FP16 Mixed Precision

In most cases, mixed precision uses FP16. Supported PyTorch operations automatically run in FP16, saving memory and improving throughput on the supported accelerators.

Note

When using TPUs, setting precision=16 will enable bfloat16, the only supported half precision type on TPUs.

Trainer(accelerator="gpu", devices=1, precision=16)

PyTorch Native

PyTorch 1.6 release introduced mixed precision functionality into their core as the AMP package, torch.cuda.amp. It is more flexible and intuitive compared to NVIDIA APEX. Since computation happens in FP16, there is a chance of numerical instability during training. This is handled internally by a dynamic grad scaler which skips invalid steps and adjusts the scaler to ensure subsequent steps fall within a finite range. For more information see the autocast docs. Lightning uses native amp by default with precision=16|"bf16". You can also set it using:

Trainer(precision=16, amp_backend="native")

NVIDIA APEX

Warning

We strongly recommend using the above native mixed precision rather than NVIDIA APEX unless you require more refined control.

NVIDIA APEX offers additional flexibility in setting mixed precision. This can be useful when trying out different precision configurations, such as keeping most of your weights in FP16 and running computation in FP16.

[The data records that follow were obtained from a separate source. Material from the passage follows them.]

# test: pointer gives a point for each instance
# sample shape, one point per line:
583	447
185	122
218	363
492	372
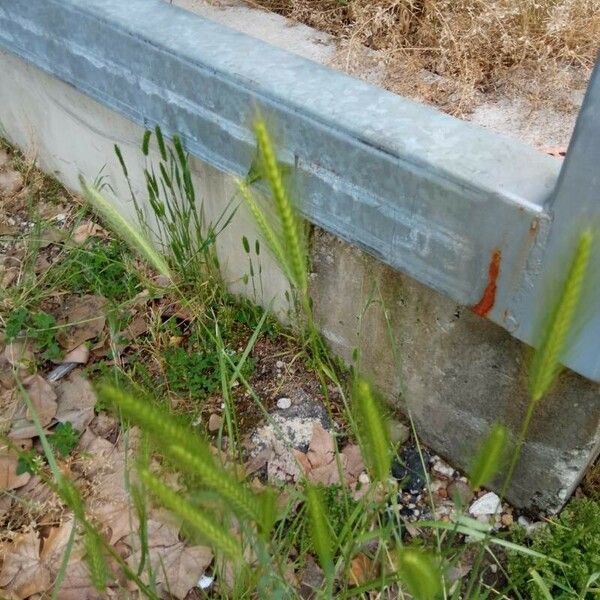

Trainer(accelerator="gpu", devices=1, amp_backend="apex", precision=16)

Set the NVIDIA optimization level via the trainer.

Trainer(accelerator="gpu", devices=1, amp_backend="apex", amp_level="O2", precision=16)

BFloat16 Mixed Precision

Warning

BFloat16 requires PyTorch 1.10 or later and is only supported with PyTorch Native AMP.

BFloat16 is also experimental and may not provide significant speedups or memory improvements, offering better numerical stability.

Do note for GPUs, the most significant benefits require Ampere based GPUs, such as A100s or 3090s.

BFloat16 Mixed precision is similar to FP16 mixed precision, however, it maintains more of the “dynamic range” that FP32 offers. This means it is able to improve numerical stability than FP16 mixed precision. For more information, see this TPU performance blogpost.

Under the hood, we use torch.autocast with the dtype set to bfloat16, with no gradient scaling.

Trainer(accelerator="gpu", devices=1, precision="bf16")

It is also possible to use BFloat16 mixed precision on the CPU, relying on MKLDNN under the hood.

Trainer(precision="bf16")

Single Precision

PyTorch models train with 32-bit floating-point (FP32) arithmetic by default. Lightning uses 32-bit by default. You can also set it using:

Trainer(precision=32)

Double Precision

Lightning supports training models with double precision/64-bit. You can set it using:

Trainer(precision=64)

Note

Since in deep learning, memory is always a bottleneck, especially when dealing with a large volume of data and with limited resources. It is recommended using single precision for better speed. Although you can still use it if you want for your particular use-case.

Precision Plugins

You can also customize and pass your own Precision Plugin by subclassing the PrecisionPlugin class.

  • Perform pre and post backward/optimizer step operations such as scaling gradients.

  • Provide context managers for forward, training_step, etc.

class CustomPrecisionPlugin(PrecisionPlugin):
    precision = 16

    ...


trainer = Trainer(plugins=[CustomPrecisionPlugin()])

8-bit Optimizer

It is possible to further reduce the precision using third-party libraries like bitsandbytes. Although, Lightning doesn’t support it out of the box yet but you can still use it by configuring it in your LightningModule and setting Trainer(precision=32).